Das Feuilleton der Frankfurter Allgemeinen Zeitung hat die Kapitalismuskritik entdeckt. Dass die FAZ zum linken Kampfblatt wird, ist allerdings nicht zu befürchten.

Frankfurt, Hellerhofstraße, November 2012. Hinter riesigen zu Barrikaden zusammengeschobenen Zeitungspapierrollen verschanzen sich – unzureichend bewaffnet – die Feuilleton-Redakteure der FAZ. »Nein, wir geben das Blatt nicht her! Alle Macht dem Redaktionsstatut«, rufen sie.

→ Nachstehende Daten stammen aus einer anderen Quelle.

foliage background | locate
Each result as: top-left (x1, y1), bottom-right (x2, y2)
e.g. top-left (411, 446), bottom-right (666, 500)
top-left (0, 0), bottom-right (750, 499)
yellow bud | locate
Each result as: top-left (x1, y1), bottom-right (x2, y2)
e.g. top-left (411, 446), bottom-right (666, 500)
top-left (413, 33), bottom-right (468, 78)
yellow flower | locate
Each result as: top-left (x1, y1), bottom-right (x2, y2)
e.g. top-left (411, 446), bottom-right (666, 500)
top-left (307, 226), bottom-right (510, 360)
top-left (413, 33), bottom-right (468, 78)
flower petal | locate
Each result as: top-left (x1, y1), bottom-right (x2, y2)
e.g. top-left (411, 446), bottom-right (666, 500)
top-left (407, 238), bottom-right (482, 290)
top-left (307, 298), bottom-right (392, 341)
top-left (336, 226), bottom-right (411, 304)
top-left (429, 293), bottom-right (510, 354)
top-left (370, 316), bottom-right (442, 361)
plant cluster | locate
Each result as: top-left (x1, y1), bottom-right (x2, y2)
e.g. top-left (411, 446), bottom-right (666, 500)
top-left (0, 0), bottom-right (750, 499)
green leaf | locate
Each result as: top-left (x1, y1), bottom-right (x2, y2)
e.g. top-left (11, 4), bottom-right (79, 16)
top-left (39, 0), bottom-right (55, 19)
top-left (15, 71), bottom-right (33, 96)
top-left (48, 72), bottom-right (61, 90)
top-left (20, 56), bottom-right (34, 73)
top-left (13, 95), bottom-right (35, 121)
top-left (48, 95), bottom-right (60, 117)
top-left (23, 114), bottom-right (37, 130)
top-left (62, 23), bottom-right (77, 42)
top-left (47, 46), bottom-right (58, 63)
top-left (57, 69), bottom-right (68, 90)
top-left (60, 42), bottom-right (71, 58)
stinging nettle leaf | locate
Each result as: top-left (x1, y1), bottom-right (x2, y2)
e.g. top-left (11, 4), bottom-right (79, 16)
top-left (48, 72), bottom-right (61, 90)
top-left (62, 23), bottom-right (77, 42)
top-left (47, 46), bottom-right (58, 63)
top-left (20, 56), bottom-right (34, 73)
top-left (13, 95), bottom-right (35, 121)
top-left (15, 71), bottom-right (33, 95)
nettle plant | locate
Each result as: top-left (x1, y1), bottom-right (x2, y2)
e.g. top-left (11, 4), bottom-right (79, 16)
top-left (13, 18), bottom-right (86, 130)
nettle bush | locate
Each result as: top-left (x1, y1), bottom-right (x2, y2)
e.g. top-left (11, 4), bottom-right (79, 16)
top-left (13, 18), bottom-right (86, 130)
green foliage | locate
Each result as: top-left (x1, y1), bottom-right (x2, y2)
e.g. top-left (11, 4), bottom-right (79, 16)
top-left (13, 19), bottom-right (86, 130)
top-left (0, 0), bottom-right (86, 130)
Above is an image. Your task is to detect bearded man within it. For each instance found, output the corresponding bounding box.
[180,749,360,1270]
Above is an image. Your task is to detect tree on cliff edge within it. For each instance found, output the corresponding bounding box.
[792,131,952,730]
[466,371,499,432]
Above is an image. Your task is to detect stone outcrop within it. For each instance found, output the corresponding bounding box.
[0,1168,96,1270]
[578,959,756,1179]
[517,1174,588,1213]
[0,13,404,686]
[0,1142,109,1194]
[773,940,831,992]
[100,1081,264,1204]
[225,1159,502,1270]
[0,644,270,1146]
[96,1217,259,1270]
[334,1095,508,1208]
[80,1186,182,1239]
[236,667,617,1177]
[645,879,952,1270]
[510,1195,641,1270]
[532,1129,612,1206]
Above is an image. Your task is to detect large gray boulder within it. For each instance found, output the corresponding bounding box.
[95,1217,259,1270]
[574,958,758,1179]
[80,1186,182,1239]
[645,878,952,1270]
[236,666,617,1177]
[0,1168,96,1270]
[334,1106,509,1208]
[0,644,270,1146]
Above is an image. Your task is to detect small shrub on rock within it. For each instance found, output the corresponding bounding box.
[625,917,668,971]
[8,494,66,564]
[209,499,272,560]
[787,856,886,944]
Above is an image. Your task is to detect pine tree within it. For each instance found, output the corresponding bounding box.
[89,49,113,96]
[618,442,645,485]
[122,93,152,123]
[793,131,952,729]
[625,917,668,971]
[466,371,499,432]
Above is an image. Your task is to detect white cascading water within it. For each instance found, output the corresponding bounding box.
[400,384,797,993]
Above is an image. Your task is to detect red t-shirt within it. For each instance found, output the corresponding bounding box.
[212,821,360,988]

Im Auftrag des Redaktionsratsvorsitzenden Frank Schirrmacher schreibt Subcomandante Nils Minkmar einen Text über die Verderbtheit der Banken. Währenddessen redigiert Sandra Kegel das Wort »national« aus einem Artikel von Lorenz Jäger heraus, in welchem Jäger die »Volksgenossen« zum »totalen Krieg gegen die herrschenden Systemzwänge« aufruft. Gerhard Stadelmaier berichtet begeistert über eine Aufführung von Brechts »Maßnahme« im Frankfurter Stadttheater, wobei er besonders die schauspielerischen Fähigkeiten einer »halbnackten Genossin« hervorhebt. Edo Reents murmelt umstürzlerische Texte der Goldenen Zitronen, Dieter Bartetzko singt revolutionäre Lieder von Franz Josef Degenhardt, Felicitas von Lovenberg überprüft den kommunistischen Gehalt von Enzensbergers Lyrik, Andreas Platthaus studiert den Kapitalismus in Entenhausen und Dietmar Dath sucht angesichts der revolutionären Unordnung nach Lenins Schrift »Wie man arbeiten muss!« im Internet. Nur Henning Ritter ist von seinem inneren Entsetzen so paralysiert, dass ihm nicht einmal mehr ein Aphorismus einfällt. Bei Sonnenuntergang dagegen schaut Schirrmacher aus dem bereits arg zusammenkartätschten Feuilletonstockwerk des Zeitungsgebäudes stolz heraus auf seine wackeren Mannen, sieht sie in gewaltiger Schönheit kämpfen für die Sache, die seit einem Jahr auch ganz die seine ist, in seiner Hand ein Glas Burgunder, in dem Erdbeeren schwimmen.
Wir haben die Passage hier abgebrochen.